Tier3 data centres have become common place in our language giving (according to the uptime institute standards) a 99.982% uptime or 1.6 hours of annual down time. However any unplanned downtime causes a much bigger impact than 1.6 hours as recovery and switching of systems can take hours longer if not days. Recent issues at global airports have demonstrated that manual intervention and switching can cause bigger issues.
But are we paying over the market rate for availability or are we being lulled into a false sense of security by terms such as Tier3 and N+2 etc?
As we have seen fires floods and other common mode failures such as extreme weather events are becoming more common arguably driven by global warming. Although one high scale data centre may be tier3 or even tier 4 these acts of nature are a risk. However when we look at this high scale resilience the common approach is to build resilient power paths , resilient comms , then double all of the common infrastructure and then deploy additional spares.
With a microedge distributed technology there is natural in built resilience.
By taking (say) 5mw of compute power and distributing it across 100 sites across the UK naturally this spreads the risk of power supply single point of failure and other common mode failures. However it also makes great financial sense…..

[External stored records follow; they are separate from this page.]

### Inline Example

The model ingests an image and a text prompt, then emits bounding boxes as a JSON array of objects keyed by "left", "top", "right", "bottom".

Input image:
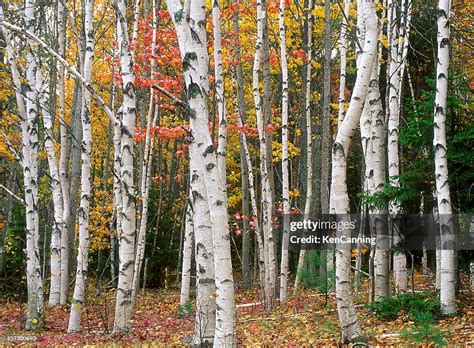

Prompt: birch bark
[
  {"left": 179, "top": 199, "right": 194, "bottom": 308},
  {"left": 114, "top": 0, "right": 136, "bottom": 333},
  {"left": 58, "top": 1, "right": 71, "bottom": 304},
  {"left": 386, "top": 0, "right": 406, "bottom": 294},
  {"left": 252, "top": 0, "right": 275, "bottom": 310},
  {"left": 0, "top": 6, "right": 44, "bottom": 330},
  {"left": 433, "top": 0, "right": 456, "bottom": 315},
  {"left": 67, "top": 0, "right": 95, "bottom": 333},
  {"left": 337, "top": 0, "right": 351, "bottom": 128},
  {"left": 212, "top": 0, "right": 227, "bottom": 185},
  {"left": 278, "top": 0, "right": 290, "bottom": 304},
  {"left": 293, "top": 0, "right": 313, "bottom": 293},
  {"left": 132, "top": 0, "right": 159, "bottom": 307},
  {"left": 330, "top": 0, "right": 378, "bottom": 343},
  {"left": 167, "top": 0, "right": 236, "bottom": 346}
]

For example if you have 5mw of capacity and have full resilience that means you have invested in 10mw of infrastructure (cables transformers etc). Of course as you get to smaller componets such as generators you can subdivide the “wasted” cost, ie you may buy 11 generators at 0.5mw each meaning you have 0.5mw of spare capacity (or wasted cost). As we get into smaller components such as servers the “units of space capacity get smaller” but of course we still have a 2nd site for complete disaster recovery. Many organisations have leaned towards two tier 2 data centres with something like 50% of spare capacity in either (the risk here is that if one site totally fails then the other site will become overloaded at peak times). Moving to a hyper distributed model we introduce the concept of “swarms” giving multiple instances of microedge compute resource. This means that failure of any one site may only impact 10% of your compute resource.